Four days Anstruthers lay in bed in a room at the Inn. No one saw him but the man who brought him food. He did not send for a doctor, because he did not wish to see one. He sent for such remedies as were needed by a man who had been bruised by a fall from his horse. He made no remark which could be considered explanatory, after he had said irritably that a man was a fool to go loitering along on a nervous brute who needed watching. Whatsoever happened was his own damned fault.

Through hours of day and night he lay staring at the whitewashed beams or the blue roses on the wall paper. They were long hours, and filled with things not pleasant enough to dwell on in detail. Physical misery which made a man writhe at times was not the worst part of them. There were a thousand things less endurable. More than once he foamed at the mouth, and recognised that he gibbered like a madman.

There was but one memory which saved him from feeling that this was the very end of things. That was the memory of Broadmorlands. While a man had a weapon left, even though it could not save him, he might pay up with it—get almost even. The whole Vanderpoel lot could be plunged neck deep in a morass which would leave mud enough sticking to them, even if their money helped them to prevent its entirely closing over their heads. He could attend to that, and, after he had set it well going, he could get out. There were India, South Africa, Australia—a dozen places that would do. And then he would remember Betty Vanderpoel, and curse horribly under the bed clothes. It was the memory of Betty which outdid all others in its power to torment.

On the morning of the fifth day the Duke of Broadmorlands received a note, which he read with somewhat annoyed curiosity. A certain Sir Nigel Anstruthers, whom it appeared he ought to be able to recall, was in the neighbourhood, and wished to see him on a parochial matter of interest. “Parochial matter” was vague, and so was the Duke's recollection of the man who addressed him. If his memory served him rightly, he had met him in a country house in Somersetshire, and had heard that he was the acquaintance of the disreputable eldest son. What could a person of that sort have to say of parochial matters? The Duke considered, and then, in obedience to a rigorous conscience, decided that one ought, perhaps, to give him half an hour.

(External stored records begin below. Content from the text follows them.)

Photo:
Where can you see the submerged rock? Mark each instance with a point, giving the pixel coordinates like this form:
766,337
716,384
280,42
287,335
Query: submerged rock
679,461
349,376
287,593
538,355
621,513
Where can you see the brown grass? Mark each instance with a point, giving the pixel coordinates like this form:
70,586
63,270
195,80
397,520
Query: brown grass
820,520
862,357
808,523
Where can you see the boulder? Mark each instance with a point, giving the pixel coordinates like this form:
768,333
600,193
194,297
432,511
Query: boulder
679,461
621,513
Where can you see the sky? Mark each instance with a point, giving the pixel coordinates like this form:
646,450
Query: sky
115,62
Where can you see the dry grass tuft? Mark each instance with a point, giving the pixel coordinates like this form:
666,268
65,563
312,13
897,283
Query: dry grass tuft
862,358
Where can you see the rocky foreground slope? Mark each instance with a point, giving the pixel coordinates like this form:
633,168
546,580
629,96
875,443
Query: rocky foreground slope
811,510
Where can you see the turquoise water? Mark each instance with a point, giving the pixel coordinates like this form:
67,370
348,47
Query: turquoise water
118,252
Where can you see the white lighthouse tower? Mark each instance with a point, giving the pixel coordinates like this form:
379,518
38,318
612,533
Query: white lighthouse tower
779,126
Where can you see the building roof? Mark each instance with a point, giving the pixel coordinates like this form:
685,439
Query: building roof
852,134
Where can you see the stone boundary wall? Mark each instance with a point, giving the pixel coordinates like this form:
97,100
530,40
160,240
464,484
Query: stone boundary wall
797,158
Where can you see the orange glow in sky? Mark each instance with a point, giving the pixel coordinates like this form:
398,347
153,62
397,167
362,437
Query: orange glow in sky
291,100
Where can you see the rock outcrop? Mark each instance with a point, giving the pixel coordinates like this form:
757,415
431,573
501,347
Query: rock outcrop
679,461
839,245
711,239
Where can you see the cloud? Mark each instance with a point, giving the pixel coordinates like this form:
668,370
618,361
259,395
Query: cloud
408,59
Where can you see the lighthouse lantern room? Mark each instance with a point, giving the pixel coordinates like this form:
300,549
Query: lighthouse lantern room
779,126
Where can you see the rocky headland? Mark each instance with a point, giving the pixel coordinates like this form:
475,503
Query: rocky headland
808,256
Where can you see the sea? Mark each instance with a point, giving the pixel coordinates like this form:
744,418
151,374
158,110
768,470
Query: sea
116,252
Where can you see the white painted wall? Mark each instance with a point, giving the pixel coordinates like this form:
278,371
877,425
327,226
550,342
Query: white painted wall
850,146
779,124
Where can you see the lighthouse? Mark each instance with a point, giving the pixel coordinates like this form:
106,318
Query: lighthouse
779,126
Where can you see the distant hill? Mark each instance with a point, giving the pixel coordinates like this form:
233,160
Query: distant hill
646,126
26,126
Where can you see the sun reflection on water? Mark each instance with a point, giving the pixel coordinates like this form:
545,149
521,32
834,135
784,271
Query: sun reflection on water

There was that in the intruder's aspect, when he arrived in the afternoon, which produced somewhat the effect of shock. In the first place, a man in his unconcealable physical condition had no right to be out of his bed. Though he plainly refused to admit the fact, his manner of bearing himself erect, and even with a certain touch of cool swagger, was, it was evident, achieved only by determined effort. He looked like a man who had not yet recovered from some evil fever. Since the meeting in Somersetshire he had aged more than the year warranted. Despite his obstinate fight with himself it was obvious that he was horribly shaky. A disagreeable scratch or cut, running from cheek to neck, did not improve his personal appearance.

He pleased his host no more than he had pleased him at their first encounter; he, in fact, repelled him strongly, by suggesting a degree of abnormality of mood which was smoothed over by an attempt at entire normality of manner. The Duke did not present an approachable front as, after Anstruthers had taken a chair, he sat and examined him with bright blue old eyes set deep on either side of a dominant nose and framed over by white eyebrows. No, Nigel Anstruthers summed him up, it would not be easy to open the matter with the old fool. He held himself magnificently aloof, with that lack of modernity in his sense of place which, even at this late day, sometimes expressed itself here and there in the manner of the feudal survival.

“I am afraid you have been ill,” with rigid civility.

“A man feels rather an outsider in confessing he has let his horse throw him into a hedge. It was my own fault entirely. I allowed myself to forget that I was riding a dangerously nervous brute. I was thinking of a painful and absorbing subject. I was badly bruised and scratched, but that was all.”

“What did your doctor say?”

“That I was in luck not to have broken my neck.”